Article Summary


Summary: Researcher in this article propose a system called selective and lightweight versioning (SLEEVE) to improve the Hadoop Distribute File System (HDFS) in respect to the errors and bugs caused to it by software and memory corruption. SLEEVES acts as a light weight subsystem approximate data structure that monitors the functioning of the other HDFS subsystems like namespace management. This approach has efficiently solved the issue of fail-silent in HDFS.

Strengths: The proposed system corresponds to 90% of fail-silent errors caused by random memory corruption. The proposed system is also efficient because it does not require a complete reboot, instead it uses micro-recovery which is faster that a complete reboot. The system has the capacity to isolate faulty behaviors within a single node. SLEEVE selectively targets system against errors which contributes to lower system overload. The main strength of the proposed system is that it has the capability to detect silent errors which are otherwise hidden.

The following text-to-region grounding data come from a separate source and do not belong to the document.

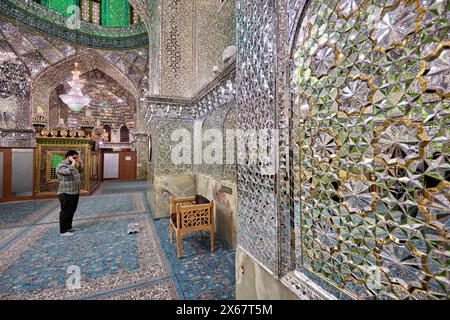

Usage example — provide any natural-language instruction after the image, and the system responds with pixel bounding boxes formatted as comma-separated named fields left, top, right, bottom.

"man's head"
left=65, top=150, right=79, bottom=160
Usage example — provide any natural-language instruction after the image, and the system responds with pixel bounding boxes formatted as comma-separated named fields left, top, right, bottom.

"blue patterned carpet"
left=154, top=218, right=235, bottom=300
left=95, top=180, right=150, bottom=195
left=0, top=181, right=235, bottom=300
left=1, top=218, right=139, bottom=294
left=41, top=194, right=146, bottom=224
left=74, top=194, right=135, bottom=216
left=0, top=199, right=57, bottom=229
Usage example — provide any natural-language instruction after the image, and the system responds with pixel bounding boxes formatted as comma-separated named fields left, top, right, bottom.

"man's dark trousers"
left=58, top=193, right=79, bottom=233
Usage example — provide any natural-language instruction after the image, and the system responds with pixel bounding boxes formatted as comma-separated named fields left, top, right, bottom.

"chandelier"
left=59, top=62, right=91, bottom=112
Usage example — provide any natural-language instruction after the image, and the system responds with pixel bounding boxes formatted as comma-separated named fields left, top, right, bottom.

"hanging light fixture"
left=59, top=62, right=91, bottom=112
left=58, top=23, right=91, bottom=112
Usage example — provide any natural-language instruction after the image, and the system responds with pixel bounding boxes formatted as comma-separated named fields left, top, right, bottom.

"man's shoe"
left=68, top=228, right=79, bottom=232
left=60, top=232, right=74, bottom=237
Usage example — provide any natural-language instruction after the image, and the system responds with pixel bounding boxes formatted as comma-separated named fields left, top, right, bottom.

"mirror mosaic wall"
left=0, top=0, right=447, bottom=300
left=290, top=0, right=449, bottom=299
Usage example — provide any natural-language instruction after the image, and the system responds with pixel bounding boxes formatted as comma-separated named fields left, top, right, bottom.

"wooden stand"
left=169, top=195, right=215, bottom=258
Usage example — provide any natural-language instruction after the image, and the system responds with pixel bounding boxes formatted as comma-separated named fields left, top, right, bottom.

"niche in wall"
left=120, top=125, right=130, bottom=142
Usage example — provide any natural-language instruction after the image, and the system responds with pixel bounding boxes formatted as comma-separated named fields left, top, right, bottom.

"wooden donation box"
left=35, top=129, right=99, bottom=196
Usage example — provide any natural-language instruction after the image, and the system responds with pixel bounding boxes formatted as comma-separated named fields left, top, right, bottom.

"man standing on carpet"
left=56, top=150, right=84, bottom=237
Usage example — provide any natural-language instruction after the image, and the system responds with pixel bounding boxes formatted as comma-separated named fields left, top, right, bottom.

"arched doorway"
left=102, top=124, right=111, bottom=142
left=120, top=125, right=130, bottom=142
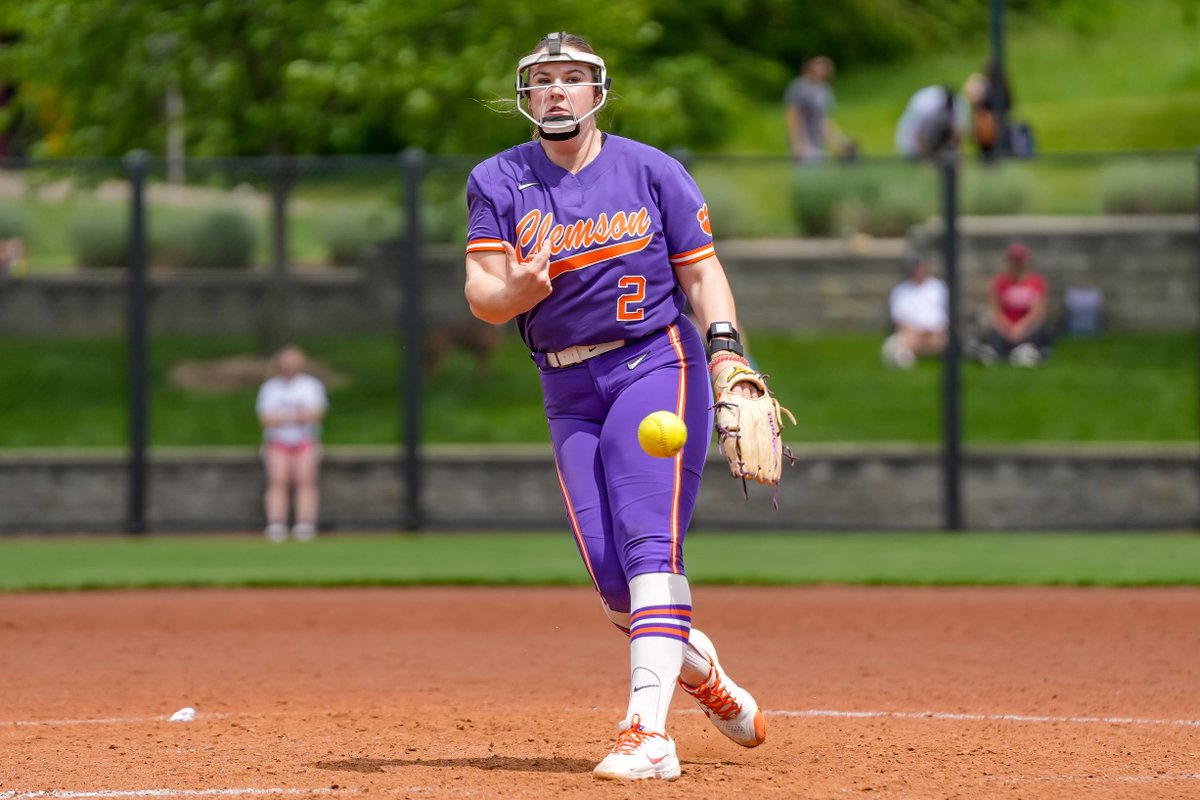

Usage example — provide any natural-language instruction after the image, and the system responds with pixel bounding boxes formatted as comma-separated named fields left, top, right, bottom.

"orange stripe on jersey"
left=669, top=243, right=715, bottom=266
left=466, top=238, right=506, bottom=254
left=666, top=324, right=688, bottom=574
left=554, top=461, right=600, bottom=594
left=547, top=235, right=654, bottom=280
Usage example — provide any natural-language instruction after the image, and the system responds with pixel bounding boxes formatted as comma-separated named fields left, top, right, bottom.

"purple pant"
left=538, top=317, right=713, bottom=614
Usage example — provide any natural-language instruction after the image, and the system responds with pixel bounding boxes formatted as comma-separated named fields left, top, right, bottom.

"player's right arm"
left=465, top=242, right=552, bottom=325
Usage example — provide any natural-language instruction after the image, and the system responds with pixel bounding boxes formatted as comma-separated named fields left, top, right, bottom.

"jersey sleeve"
left=465, top=165, right=507, bottom=257
left=656, top=157, right=715, bottom=268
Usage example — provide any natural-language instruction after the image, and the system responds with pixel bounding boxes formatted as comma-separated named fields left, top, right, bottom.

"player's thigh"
left=599, top=363, right=709, bottom=577
left=547, top=414, right=630, bottom=610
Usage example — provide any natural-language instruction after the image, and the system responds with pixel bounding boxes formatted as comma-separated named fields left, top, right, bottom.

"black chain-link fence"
left=0, top=150, right=1196, bottom=532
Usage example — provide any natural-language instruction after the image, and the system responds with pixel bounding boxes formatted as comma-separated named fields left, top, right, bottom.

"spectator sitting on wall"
left=974, top=242, right=1053, bottom=366
left=882, top=250, right=949, bottom=369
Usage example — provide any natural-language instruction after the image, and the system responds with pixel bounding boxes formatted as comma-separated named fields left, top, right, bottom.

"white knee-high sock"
left=680, top=626, right=714, bottom=687
left=625, top=572, right=691, bottom=734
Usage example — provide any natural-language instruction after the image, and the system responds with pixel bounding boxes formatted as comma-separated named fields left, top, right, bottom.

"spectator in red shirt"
left=978, top=242, right=1052, bottom=365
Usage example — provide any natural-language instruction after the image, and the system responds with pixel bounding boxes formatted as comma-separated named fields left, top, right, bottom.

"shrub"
left=963, top=166, right=1034, bottom=215
left=792, top=164, right=936, bottom=237
left=419, top=195, right=466, bottom=245
left=70, top=210, right=129, bottom=268
left=790, top=166, right=852, bottom=236
left=154, top=208, right=258, bottom=269
left=1098, top=160, right=1196, bottom=214
left=319, top=205, right=395, bottom=267
left=837, top=177, right=936, bottom=237
left=0, top=204, right=28, bottom=239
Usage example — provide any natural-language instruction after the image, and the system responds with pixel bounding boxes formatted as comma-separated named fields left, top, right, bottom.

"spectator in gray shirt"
left=784, top=55, right=852, bottom=163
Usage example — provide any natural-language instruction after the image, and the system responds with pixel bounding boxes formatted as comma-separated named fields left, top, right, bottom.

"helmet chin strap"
left=539, top=114, right=581, bottom=141
left=538, top=90, right=586, bottom=141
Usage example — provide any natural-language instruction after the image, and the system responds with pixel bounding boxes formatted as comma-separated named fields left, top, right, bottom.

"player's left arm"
left=677, top=256, right=796, bottom=489
left=674, top=255, right=757, bottom=395
left=672, top=255, right=739, bottom=344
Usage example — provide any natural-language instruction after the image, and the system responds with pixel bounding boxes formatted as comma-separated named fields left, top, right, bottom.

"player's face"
left=525, top=61, right=599, bottom=123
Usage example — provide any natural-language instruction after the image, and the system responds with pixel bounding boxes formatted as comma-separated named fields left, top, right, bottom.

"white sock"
left=680, top=627, right=714, bottom=687
left=624, top=573, right=691, bottom=734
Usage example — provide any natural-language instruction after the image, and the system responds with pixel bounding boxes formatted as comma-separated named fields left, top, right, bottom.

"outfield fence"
left=0, top=149, right=1196, bottom=532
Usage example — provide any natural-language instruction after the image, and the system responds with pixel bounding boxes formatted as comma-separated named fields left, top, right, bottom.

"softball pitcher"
left=464, top=31, right=792, bottom=781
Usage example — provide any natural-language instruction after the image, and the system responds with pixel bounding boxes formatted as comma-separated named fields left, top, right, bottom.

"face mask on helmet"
left=515, top=33, right=611, bottom=141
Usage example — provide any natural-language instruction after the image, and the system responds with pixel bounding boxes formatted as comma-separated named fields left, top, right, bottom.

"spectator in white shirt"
left=255, top=346, right=327, bottom=541
left=894, top=84, right=965, bottom=161
left=882, top=251, right=949, bottom=369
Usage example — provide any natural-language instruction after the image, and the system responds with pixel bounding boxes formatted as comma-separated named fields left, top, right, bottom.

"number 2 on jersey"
left=616, top=275, right=646, bottom=321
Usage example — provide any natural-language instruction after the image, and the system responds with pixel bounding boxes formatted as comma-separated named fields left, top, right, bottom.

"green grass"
left=757, top=332, right=1196, bottom=443
left=740, top=0, right=1200, bottom=156
left=1, top=532, right=1199, bottom=592
left=0, top=332, right=1193, bottom=447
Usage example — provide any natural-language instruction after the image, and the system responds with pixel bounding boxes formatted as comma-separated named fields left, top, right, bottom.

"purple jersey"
left=465, top=134, right=714, bottom=353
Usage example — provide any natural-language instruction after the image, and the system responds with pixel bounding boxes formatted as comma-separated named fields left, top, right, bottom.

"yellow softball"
left=637, top=410, right=688, bottom=458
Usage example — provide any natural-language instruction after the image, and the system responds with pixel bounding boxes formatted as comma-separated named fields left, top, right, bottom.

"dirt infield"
left=3, top=586, right=1199, bottom=799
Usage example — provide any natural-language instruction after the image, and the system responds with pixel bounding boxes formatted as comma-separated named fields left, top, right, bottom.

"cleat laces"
left=686, top=666, right=741, bottom=721
left=611, top=714, right=666, bottom=754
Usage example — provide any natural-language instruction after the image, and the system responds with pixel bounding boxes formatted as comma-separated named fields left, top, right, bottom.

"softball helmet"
left=515, top=32, right=611, bottom=140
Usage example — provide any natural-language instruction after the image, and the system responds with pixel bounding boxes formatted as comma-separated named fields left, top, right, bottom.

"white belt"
left=544, top=339, right=626, bottom=368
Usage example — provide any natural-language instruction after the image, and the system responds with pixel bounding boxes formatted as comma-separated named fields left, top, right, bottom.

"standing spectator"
left=882, top=251, right=949, bottom=369
left=0, top=237, right=26, bottom=278
left=961, top=72, right=994, bottom=156
left=964, top=60, right=1028, bottom=160
left=256, top=345, right=327, bottom=541
left=784, top=55, right=853, bottom=164
left=983, top=58, right=1014, bottom=156
left=894, top=85, right=964, bottom=161
left=978, top=242, right=1052, bottom=366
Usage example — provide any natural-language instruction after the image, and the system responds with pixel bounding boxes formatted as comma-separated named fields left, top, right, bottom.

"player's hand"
left=728, top=382, right=762, bottom=399
left=501, top=240, right=553, bottom=313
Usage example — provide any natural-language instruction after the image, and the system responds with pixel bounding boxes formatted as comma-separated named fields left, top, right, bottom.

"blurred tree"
left=0, top=0, right=995, bottom=157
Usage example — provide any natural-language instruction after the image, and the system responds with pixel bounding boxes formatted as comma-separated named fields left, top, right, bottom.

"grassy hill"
left=728, top=0, right=1200, bottom=155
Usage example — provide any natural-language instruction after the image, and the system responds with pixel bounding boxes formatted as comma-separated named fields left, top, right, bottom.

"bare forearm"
left=464, top=247, right=552, bottom=325
left=678, top=257, right=740, bottom=335
left=465, top=274, right=521, bottom=325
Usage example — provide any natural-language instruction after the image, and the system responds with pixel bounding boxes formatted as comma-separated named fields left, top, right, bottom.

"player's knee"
left=599, top=595, right=631, bottom=636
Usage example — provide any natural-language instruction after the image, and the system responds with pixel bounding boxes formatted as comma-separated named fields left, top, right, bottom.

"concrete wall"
left=1, top=216, right=1194, bottom=337
left=1, top=446, right=1195, bottom=533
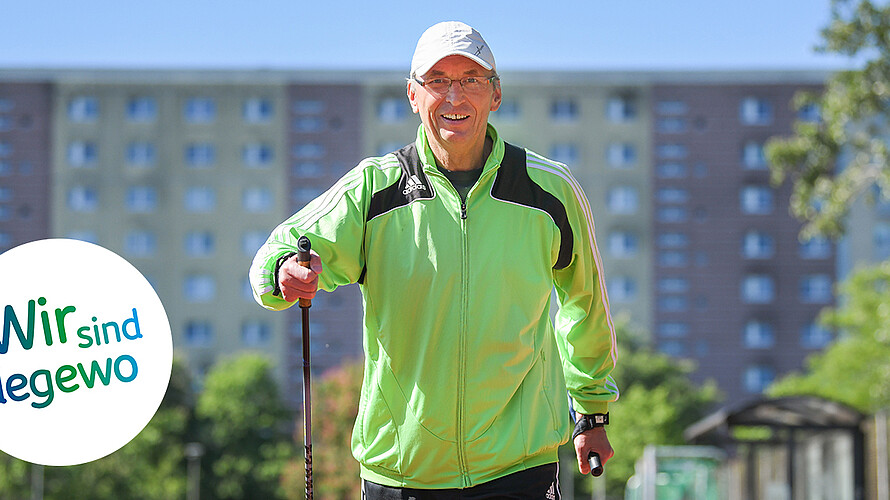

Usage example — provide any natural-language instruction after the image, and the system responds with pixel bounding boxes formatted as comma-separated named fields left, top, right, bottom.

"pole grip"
left=588, top=452, right=603, bottom=477
left=297, top=236, right=312, bottom=308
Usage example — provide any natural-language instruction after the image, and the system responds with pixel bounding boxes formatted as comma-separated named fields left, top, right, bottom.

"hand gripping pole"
left=296, top=236, right=313, bottom=499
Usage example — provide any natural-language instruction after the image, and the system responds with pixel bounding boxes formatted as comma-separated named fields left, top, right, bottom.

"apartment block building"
left=0, top=68, right=846, bottom=409
left=0, top=80, right=52, bottom=249
left=650, top=75, right=831, bottom=404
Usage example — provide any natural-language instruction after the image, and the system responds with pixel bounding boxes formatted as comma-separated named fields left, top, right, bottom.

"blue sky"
left=0, top=0, right=856, bottom=71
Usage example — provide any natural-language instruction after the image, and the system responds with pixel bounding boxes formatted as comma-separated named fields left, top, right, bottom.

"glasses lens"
left=426, top=79, right=451, bottom=94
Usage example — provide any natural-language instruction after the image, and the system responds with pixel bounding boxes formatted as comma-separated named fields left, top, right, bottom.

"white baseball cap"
left=410, top=21, right=497, bottom=78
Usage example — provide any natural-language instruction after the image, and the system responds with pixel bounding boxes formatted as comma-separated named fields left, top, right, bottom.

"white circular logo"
left=0, top=239, right=172, bottom=466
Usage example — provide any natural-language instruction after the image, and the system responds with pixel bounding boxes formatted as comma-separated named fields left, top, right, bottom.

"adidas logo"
left=402, top=174, right=427, bottom=195
left=546, top=483, right=557, bottom=500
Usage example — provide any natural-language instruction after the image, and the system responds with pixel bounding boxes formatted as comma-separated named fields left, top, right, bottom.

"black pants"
left=361, top=463, right=560, bottom=500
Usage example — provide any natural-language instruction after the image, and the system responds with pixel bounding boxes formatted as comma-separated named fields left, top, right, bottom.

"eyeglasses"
left=412, top=75, right=499, bottom=95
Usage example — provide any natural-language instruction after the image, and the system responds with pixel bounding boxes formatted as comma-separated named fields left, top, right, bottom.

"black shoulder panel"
left=492, top=143, right=574, bottom=270
left=366, top=143, right=435, bottom=222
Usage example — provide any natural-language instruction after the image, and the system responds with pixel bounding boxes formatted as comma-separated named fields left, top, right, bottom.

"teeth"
left=443, top=114, right=468, bottom=120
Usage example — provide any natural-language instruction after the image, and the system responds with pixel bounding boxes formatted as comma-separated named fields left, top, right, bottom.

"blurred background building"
left=1, top=67, right=878, bottom=408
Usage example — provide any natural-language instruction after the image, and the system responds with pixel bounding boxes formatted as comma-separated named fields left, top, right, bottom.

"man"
left=250, top=21, right=618, bottom=499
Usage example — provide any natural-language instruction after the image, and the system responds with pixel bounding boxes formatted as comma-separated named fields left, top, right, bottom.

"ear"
left=490, top=80, right=502, bottom=112
left=407, top=80, right=420, bottom=114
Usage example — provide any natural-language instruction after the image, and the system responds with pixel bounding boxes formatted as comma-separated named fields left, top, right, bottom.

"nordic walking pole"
left=296, top=236, right=314, bottom=500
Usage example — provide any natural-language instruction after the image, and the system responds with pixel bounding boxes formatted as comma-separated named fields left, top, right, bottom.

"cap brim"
left=413, top=51, right=494, bottom=78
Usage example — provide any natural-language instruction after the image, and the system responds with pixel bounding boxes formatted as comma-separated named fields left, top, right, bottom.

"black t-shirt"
left=437, top=166, right=482, bottom=203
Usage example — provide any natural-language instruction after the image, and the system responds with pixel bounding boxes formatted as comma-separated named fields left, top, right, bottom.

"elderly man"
left=250, top=21, right=618, bottom=499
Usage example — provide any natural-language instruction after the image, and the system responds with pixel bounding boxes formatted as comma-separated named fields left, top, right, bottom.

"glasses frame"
left=411, top=75, right=500, bottom=95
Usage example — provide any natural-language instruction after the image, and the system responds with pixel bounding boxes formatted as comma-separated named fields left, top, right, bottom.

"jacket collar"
left=414, top=123, right=506, bottom=176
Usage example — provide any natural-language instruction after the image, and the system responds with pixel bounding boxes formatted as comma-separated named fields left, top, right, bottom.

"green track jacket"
left=250, top=124, right=619, bottom=489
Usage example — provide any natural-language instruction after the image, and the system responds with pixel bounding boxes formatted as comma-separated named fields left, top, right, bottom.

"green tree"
left=196, top=353, right=296, bottom=500
left=0, top=359, right=193, bottom=500
left=568, top=320, right=721, bottom=498
left=280, top=359, right=364, bottom=500
left=766, top=0, right=890, bottom=239
left=769, top=262, right=890, bottom=411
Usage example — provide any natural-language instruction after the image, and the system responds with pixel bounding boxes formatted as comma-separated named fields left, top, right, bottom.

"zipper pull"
left=460, top=201, right=467, bottom=220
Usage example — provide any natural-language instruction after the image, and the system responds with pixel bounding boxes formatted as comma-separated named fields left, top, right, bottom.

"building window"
left=293, top=115, right=325, bottom=132
left=740, top=97, right=773, bottom=125
left=656, top=117, right=687, bottom=133
left=741, top=274, right=775, bottom=304
left=608, top=276, right=637, bottom=303
left=242, top=143, right=274, bottom=168
left=608, top=231, right=638, bottom=257
left=292, top=188, right=321, bottom=205
left=658, top=232, right=689, bottom=248
left=742, top=230, right=775, bottom=259
left=242, top=231, right=268, bottom=256
left=798, top=103, right=821, bottom=122
left=293, top=99, right=325, bottom=114
left=658, top=251, right=688, bottom=267
left=0, top=116, right=11, bottom=131
left=656, top=100, right=688, bottom=116
left=242, top=321, right=271, bottom=346
left=0, top=187, right=11, bottom=202
left=799, top=236, right=831, bottom=259
left=549, top=143, right=579, bottom=165
left=607, top=186, right=639, bottom=215
left=292, top=162, right=323, bottom=178
left=606, top=143, right=637, bottom=168
left=184, top=321, right=214, bottom=347
left=658, top=296, right=688, bottom=312
left=656, top=188, right=689, bottom=204
left=606, top=95, right=636, bottom=122
left=184, top=275, right=216, bottom=302
left=124, top=230, right=156, bottom=257
left=742, top=141, right=767, bottom=169
left=658, top=322, right=689, bottom=338
left=800, top=274, right=832, bottom=303
left=0, top=98, right=13, bottom=112
left=67, top=186, right=98, bottom=212
left=68, top=96, right=99, bottom=122
left=0, top=232, right=11, bottom=248
left=185, top=231, right=215, bottom=257
left=658, top=277, right=689, bottom=293
left=550, top=98, right=578, bottom=122
left=243, top=187, right=273, bottom=213
left=801, top=322, right=833, bottom=349
left=184, top=97, right=216, bottom=123
left=243, top=98, right=273, bottom=123
left=743, top=365, right=775, bottom=393
left=740, top=186, right=774, bottom=214
left=126, top=186, right=157, bottom=213
left=126, top=97, right=157, bottom=122
left=743, top=320, right=775, bottom=349
left=185, top=143, right=216, bottom=168
left=656, top=163, right=687, bottom=179
left=126, top=142, right=156, bottom=168
left=67, top=141, right=98, bottom=167
left=493, top=98, right=520, bottom=121
left=184, top=186, right=216, bottom=213
left=293, top=143, right=325, bottom=159
left=656, top=144, right=688, bottom=160
left=657, top=207, right=689, bottom=223
left=378, top=97, right=409, bottom=123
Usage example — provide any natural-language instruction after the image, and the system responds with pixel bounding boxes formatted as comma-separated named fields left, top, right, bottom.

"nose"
left=444, top=80, right=467, bottom=104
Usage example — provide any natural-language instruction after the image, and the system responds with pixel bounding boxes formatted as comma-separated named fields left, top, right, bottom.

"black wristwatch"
left=572, top=413, right=609, bottom=441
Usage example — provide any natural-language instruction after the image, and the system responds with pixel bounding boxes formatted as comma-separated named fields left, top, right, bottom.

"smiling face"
left=408, top=54, right=501, bottom=169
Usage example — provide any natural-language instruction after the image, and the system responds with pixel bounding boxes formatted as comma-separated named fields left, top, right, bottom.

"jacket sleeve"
left=248, top=162, right=372, bottom=311
left=551, top=174, right=619, bottom=416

Weaknesses: SLEEVE has not adopted to HDFS only and it is unclear what would be the use of this approach in distributed systems. The proposed system does not guarantee that it won’t trigger recovery action without being required to do so. This is because a lossy compression has be incorporated. SLEEVE is subject to anomalous bit flips and errors.

Questions: How would the SLEEVE approach respond to distributes systems other than HDFS?

How much of the engineering effort would be reduced if the proposed system is implemented in other computer languages than Java, in which it is currently implemented?